„Mind the gap!" – ostrzega głos w londyńskim metrze, gdy pociąg wjeżdża na stację i otwierają się drzwi: „Uwaga, przepaść!". Wprawdzie chodzi tylko o odstęp między pociągiem a peronem, ale słowo „przepaść", prócz tego, że brzmi ciekawiej, oddaje także inny, głębszy sens angielskiego ostrzeżenia. Mogłoby służyć jako hasło dla dzisiejszego lewicowo-liberalnego establishmentu, intelektualnych elit i politycznie poprawnego myślenia w całym zachodnim świecie. A także, jak się bliżej przyjrzeć, większości obecnych europejskich rządów. Szczególnie dobrze pasuje właśnie w Anglii, gdzie przepaść jest stałym tematem; trudno otworzyć gazetę, by się na nią nie natknąć.
Uważajmy zatem na tę przepaść, miejmy ją stale na uwadze, nie spuszczajmy z niej oka nawet na chwilę: przepaść między biednymi a bogatymi, między pierwszym a trzecim światem, między szkołami prywatnymi a państwowymi, pacjentami prywatnymi a państwowymi, płacami kobiet a płacami mężczyzn, liczbą kobiet a liczbą mężczyzn na uniwersytetach, w biznesie, w parlamentach, temperaturą teraz a temperaturą... no dobrze, może globalnego ocieplenia nie da się w ten schemat wepchnąć (choć w ogólny schemat z kwestią przepaści związany, czyli schemat dotyczący moralności w polityce – jak najbardziej, o czym za chwilę).
Równość, czyli niwelowanie
We wszechobecnym nacisku na przepaść niepostrzeżenie, bezdyskusyjnie zostało przyjęte pewne milczące założenie: że równość jest dobrem największym. Nie wyrównanie szans, lecz równość, czyli w praktyce niwelowanie wszelkich nierówności. Założenie to z kolei jest związane z szeregiem innych, na ogół wraz z mową o przepaści gdzieś tam w tle się kryjących, z których najważniejsze są dwa: że to państwo powinno się troszczyć o nasz dobrobyt, zdejmując z nas i biorąc na siebie jak największą ilość obowiązków, i że miarą dobrej polityki państwa jest wysokość jego wydatków – niezależnie od prawdziwych korzyści z nich płynących. Słyszy się też dość często enigmatyczny pogląd, że taka właśnie polityka jest „moralna".

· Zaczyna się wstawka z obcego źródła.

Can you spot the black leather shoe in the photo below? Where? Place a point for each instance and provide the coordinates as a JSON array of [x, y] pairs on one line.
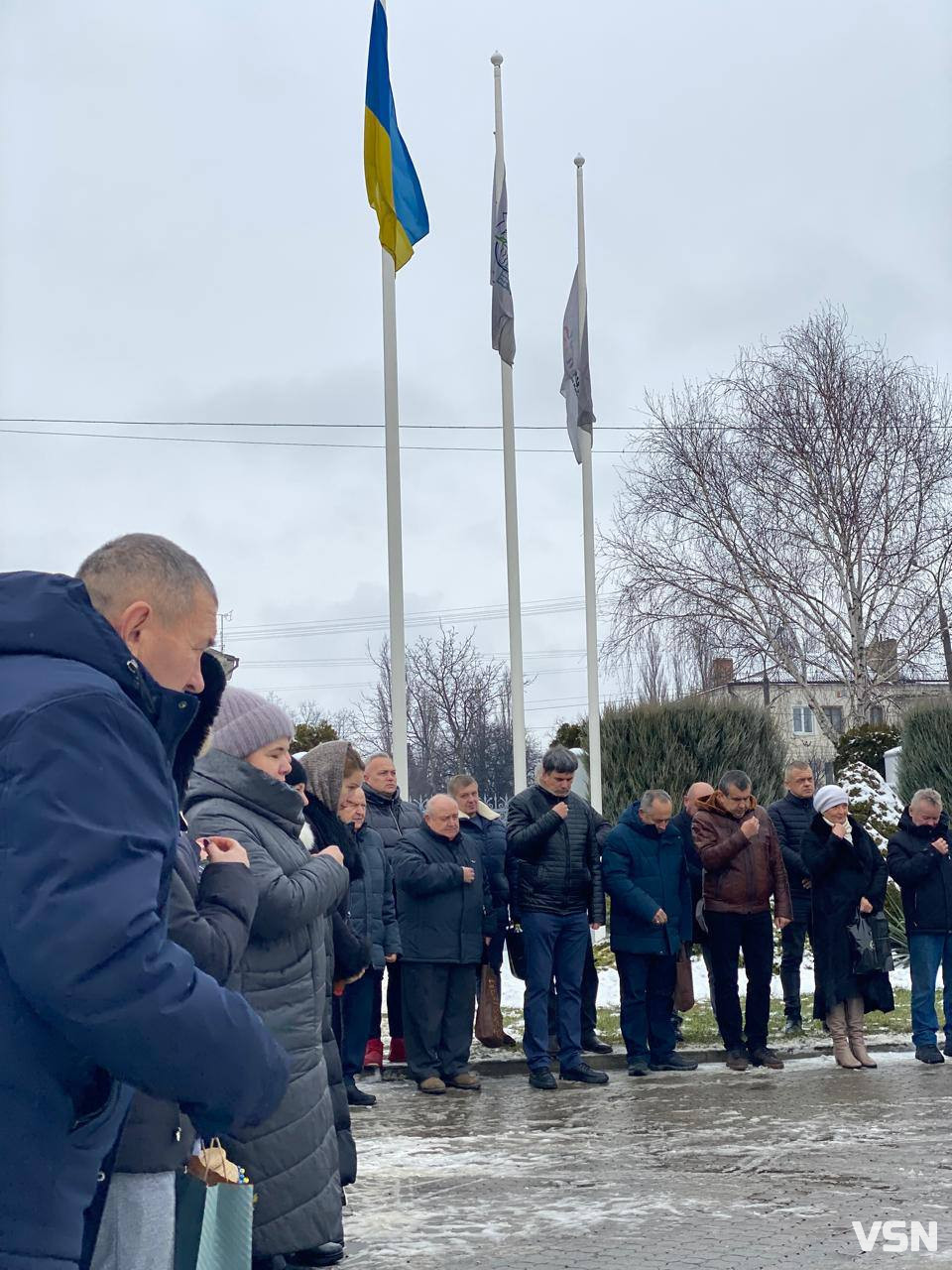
[[584, 1075], [928, 1055], [673, 1064], [357, 1097], [308, 1259], [590, 1044]]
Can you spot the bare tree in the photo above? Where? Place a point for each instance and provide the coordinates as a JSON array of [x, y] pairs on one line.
[[797, 508], [458, 715]]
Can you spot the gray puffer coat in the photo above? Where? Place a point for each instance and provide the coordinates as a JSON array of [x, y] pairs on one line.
[[293, 1159]]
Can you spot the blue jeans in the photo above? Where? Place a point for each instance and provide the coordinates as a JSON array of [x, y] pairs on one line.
[[927, 952], [555, 948]]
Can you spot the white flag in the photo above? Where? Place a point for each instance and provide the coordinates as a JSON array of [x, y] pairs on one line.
[[576, 381], [503, 318]]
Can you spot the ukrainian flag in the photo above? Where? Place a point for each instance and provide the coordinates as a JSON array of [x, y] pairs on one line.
[[393, 187]]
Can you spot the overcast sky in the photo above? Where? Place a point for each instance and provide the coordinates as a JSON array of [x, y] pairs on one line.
[[184, 235]]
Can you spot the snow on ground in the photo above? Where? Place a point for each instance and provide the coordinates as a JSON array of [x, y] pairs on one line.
[[610, 992]]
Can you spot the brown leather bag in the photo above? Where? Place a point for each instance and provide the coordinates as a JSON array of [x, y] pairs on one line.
[[489, 1017]]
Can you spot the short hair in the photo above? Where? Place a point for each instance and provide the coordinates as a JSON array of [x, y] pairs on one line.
[[460, 783], [353, 762], [651, 797], [558, 760], [144, 567], [798, 765], [735, 778], [380, 753], [927, 795], [428, 808]]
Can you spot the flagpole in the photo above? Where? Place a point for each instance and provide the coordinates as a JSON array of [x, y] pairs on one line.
[[395, 534], [588, 522], [512, 515], [395, 524]]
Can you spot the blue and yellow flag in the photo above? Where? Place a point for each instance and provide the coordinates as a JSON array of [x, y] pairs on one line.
[[393, 187]]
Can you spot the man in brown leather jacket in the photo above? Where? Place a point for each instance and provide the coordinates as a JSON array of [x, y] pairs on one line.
[[743, 869]]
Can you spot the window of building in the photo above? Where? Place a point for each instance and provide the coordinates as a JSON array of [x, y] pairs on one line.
[[802, 720], [835, 716]]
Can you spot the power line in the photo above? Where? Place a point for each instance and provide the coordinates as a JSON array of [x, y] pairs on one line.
[[379, 427], [296, 444], [381, 622]]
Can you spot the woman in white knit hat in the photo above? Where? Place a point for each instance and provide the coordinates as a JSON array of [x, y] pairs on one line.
[[848, 875], [239, 790]]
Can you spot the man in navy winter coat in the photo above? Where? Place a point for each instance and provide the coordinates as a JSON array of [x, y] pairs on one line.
[[98, 683], [919, 860], [444, 912], [644, 871]]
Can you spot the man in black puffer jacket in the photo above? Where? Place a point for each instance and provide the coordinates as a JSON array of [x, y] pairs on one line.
[[553, 858], [445, 919], [919, 861], [792, 817]]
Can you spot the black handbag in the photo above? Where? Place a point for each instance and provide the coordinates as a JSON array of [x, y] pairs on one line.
[[871, 943], [516, 949]]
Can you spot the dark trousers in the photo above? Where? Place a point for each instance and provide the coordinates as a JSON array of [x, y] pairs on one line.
[[648, 1000], [589, 998], [395, 1002], [439, 1006], [353, 1014], [555, 947], [753, 935], [792, 942]]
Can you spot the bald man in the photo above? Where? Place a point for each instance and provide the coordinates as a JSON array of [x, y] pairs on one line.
[[445, 917]]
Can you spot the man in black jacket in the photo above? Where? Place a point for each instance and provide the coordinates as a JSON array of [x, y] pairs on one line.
[[919, 861], [696, 876], [391, 817], [211, 919], [553, 855], [444, 910], [792, 817]]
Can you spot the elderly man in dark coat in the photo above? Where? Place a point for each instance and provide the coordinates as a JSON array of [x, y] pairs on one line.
[[647, 878], [920, 862], [792, 816], [98, 685], [445, 917], [555, 861]]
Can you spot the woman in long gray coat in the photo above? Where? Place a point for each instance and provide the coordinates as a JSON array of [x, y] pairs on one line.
[[239, 790]]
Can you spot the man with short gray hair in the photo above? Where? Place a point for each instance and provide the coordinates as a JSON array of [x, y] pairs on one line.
[[919, 860], [444, 913], [743, 871], [98, 684], [652, 921], [555, 861]]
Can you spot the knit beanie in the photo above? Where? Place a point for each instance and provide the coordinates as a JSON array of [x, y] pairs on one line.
[[246, 721], [828, 797], [325, 771], [298, 775]]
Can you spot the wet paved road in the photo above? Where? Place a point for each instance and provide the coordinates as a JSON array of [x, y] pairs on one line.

Wraz z tymi zasadami zostało przez intelektualne liberalno-lewicowe elity przyjęte, jak to bezwyjątkowo w takich przypadkach bywa, w każdym zakątku świata i na każdy temat, że ktokolwiek im zaprzecza – a zatem kto mniej się o przepaść troszczy niż o realną poprawę kondycji tych, co po niekorzystnej jej stronie się znajdują – jest zły, niemoralny, wyzuty z ludzkich uczuć, z troski, z solidarności, ze wszelkiego współczucia. Warto w tym miejscu zauważyć, że lewicowe elity (znów: jak to często u lewicowych elit bywa) popadają tu w sprzeczność; to, czego nie lubią, jest dla nich złem absolutnym, lecz jednocześnie duża ich część, jako moralni i kulturalni relatywiści, samo pojęcie zła absolutnego potępiają.
Tak więc choć obiektywnych kryteriów zła i dobra rzecz jasna nie ma i być nie może, zło absolutne równie oczywiście znajduje się po stronie... i tu dobrze znany spis: tych, co nie troszczą się o przepaść, co kwestionują wydatki państwa, co nie wierzą w antropogenne globalne ocieplenie (odtąd AGO, bo będzie jeszcze o nim mowa), co bronią wartości zachodniej cywilizacji, co bronią chrześcijaństwa, co ośmielają się krytykować islam itd.